Finalmente, após anos de protelamento, peguei para ler algo de Adélia Prado e o que eu encontrei em ‘Os componentes da banda’ foi pura manifestação de poesia em prosa. Nesse livro, temos uma narradora que lembra de sua infância e adolescência, refletindo sobre como sua vida era no passado e o que ela se transformou no presente. Além disso, a narradora, que compõe músicas, mostra ao leitor os componentes de sua banda, a banda que fez parte de sua vida e que agora canta para ela em meio a suas memórias. Aos poucos, conheceremos as avós, os tios, os irmãos, os pais e os amigos que estiveram presentes no passado da narradora, sendo que todas essas lembranças são mostradas com um sentimento de saudade tocante e emocionante.
É impossível não pensar em Divinópolis (ou qualquer cidade do interior de Minas, penso eu), cidade em que Adélia nasceu e mora até hoje, durante a leitura desse livro. Está tudo ali. Os causos dos familiares e vizinhos, as comadres que se sentam no passeio da rua pra fofocar, o costume religioso de ir à missa todos os domingos, os colegas chamando no portão pedindo açúcar emprestado pra fazer bolo de fubá e catar lenha no mato pra pôr no fogão… Tais características que são lembradas pela protagonista enriquecem a narração e dão um toque sempre presente no livro de afabilidade.

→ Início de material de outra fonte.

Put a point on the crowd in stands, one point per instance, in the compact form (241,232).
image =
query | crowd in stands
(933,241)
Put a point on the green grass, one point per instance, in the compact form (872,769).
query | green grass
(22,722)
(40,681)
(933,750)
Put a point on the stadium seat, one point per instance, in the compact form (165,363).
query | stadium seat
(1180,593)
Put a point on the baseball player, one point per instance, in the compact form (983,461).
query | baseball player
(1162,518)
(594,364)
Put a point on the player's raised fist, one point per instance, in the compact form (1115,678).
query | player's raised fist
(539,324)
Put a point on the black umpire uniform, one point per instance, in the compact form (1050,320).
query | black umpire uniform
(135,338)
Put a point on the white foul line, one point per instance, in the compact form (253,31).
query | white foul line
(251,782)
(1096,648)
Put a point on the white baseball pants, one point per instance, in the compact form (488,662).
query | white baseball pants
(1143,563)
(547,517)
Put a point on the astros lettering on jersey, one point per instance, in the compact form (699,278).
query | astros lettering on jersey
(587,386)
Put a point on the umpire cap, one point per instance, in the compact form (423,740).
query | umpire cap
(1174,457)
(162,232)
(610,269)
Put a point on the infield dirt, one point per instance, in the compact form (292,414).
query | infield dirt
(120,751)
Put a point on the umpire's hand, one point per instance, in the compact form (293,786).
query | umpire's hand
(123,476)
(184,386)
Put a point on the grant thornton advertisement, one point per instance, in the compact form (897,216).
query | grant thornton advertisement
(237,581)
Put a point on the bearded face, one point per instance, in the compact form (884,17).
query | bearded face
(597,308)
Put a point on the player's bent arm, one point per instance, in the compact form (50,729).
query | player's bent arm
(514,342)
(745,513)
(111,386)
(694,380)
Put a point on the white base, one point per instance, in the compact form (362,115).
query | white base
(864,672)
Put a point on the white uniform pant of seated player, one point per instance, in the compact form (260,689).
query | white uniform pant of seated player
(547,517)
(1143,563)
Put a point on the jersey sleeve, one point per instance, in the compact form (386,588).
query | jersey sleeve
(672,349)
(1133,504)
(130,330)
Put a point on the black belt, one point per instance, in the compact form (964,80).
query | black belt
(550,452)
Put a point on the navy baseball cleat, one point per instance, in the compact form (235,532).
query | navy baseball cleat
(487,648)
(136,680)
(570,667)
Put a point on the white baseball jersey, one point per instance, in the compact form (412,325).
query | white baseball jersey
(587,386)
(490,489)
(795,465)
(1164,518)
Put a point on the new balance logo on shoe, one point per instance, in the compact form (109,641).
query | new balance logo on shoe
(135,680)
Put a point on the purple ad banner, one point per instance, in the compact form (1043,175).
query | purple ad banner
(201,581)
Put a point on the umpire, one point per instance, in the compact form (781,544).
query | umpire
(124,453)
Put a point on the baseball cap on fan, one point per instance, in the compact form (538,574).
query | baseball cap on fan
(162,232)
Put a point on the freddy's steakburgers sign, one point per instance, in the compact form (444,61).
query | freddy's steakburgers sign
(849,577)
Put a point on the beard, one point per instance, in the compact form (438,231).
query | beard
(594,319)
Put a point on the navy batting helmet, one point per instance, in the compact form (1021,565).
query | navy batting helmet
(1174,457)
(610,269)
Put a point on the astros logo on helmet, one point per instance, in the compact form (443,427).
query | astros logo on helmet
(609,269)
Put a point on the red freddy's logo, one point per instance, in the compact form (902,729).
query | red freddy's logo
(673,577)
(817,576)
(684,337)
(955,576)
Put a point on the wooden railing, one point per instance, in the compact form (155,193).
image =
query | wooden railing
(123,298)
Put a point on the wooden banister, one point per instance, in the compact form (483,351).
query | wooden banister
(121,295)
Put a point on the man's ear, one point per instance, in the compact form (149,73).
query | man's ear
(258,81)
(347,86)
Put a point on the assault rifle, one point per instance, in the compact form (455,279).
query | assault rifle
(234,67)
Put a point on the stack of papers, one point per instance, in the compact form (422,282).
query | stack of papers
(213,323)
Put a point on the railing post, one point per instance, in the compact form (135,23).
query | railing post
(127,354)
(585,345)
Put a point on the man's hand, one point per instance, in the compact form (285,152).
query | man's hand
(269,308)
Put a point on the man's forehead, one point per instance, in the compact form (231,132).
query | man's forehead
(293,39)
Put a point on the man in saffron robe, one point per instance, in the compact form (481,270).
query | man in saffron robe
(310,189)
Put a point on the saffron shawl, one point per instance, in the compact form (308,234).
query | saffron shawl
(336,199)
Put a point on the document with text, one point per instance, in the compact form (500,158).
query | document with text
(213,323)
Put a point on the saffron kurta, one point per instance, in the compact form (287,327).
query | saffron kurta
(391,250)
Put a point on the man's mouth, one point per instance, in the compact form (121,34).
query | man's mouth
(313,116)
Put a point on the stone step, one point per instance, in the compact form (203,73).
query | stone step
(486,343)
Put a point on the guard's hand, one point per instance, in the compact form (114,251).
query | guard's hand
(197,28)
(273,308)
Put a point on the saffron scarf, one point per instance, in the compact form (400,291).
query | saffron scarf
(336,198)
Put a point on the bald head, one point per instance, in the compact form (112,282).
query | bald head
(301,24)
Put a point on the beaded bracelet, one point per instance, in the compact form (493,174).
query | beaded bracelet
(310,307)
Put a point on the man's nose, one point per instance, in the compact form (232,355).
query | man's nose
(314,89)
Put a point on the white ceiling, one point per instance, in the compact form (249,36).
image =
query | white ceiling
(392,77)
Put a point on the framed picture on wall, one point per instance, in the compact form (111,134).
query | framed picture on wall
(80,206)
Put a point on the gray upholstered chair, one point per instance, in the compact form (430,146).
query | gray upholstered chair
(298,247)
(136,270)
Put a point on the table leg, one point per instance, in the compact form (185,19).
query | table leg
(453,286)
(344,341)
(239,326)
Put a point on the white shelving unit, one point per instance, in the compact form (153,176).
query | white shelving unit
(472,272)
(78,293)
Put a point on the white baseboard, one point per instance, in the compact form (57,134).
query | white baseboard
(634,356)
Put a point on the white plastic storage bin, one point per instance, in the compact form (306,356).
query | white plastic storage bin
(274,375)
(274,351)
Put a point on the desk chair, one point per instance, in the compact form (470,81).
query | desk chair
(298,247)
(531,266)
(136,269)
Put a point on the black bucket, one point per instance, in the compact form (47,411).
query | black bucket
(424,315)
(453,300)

A autora tem uma capacidade impressionante de transformar em grande aquilo que é banal. Fazer ter profundidade e beleza inefável naquilo que, para nós, já não possui nada a acrescentar em nossas vidas. E é justamente essa capacidade que transforma esse livro tão singelo em algo além disso. É a poesia em sua mais pura expressão: as pequenices e aparentes insignificâncias da vida.
“Eu estava crescendo como borboleta dentro da lagarta, compreendia palavras que toda a vida ouvira, repetira e mesmo ensinara, só agora, vendo no céu uma cavidade entre nuvens, em forma de coração de intenso e luminoso amarelo. O Criador dizia à criatura: amo-te. Não tive medo da morte e respondi: eis-me.”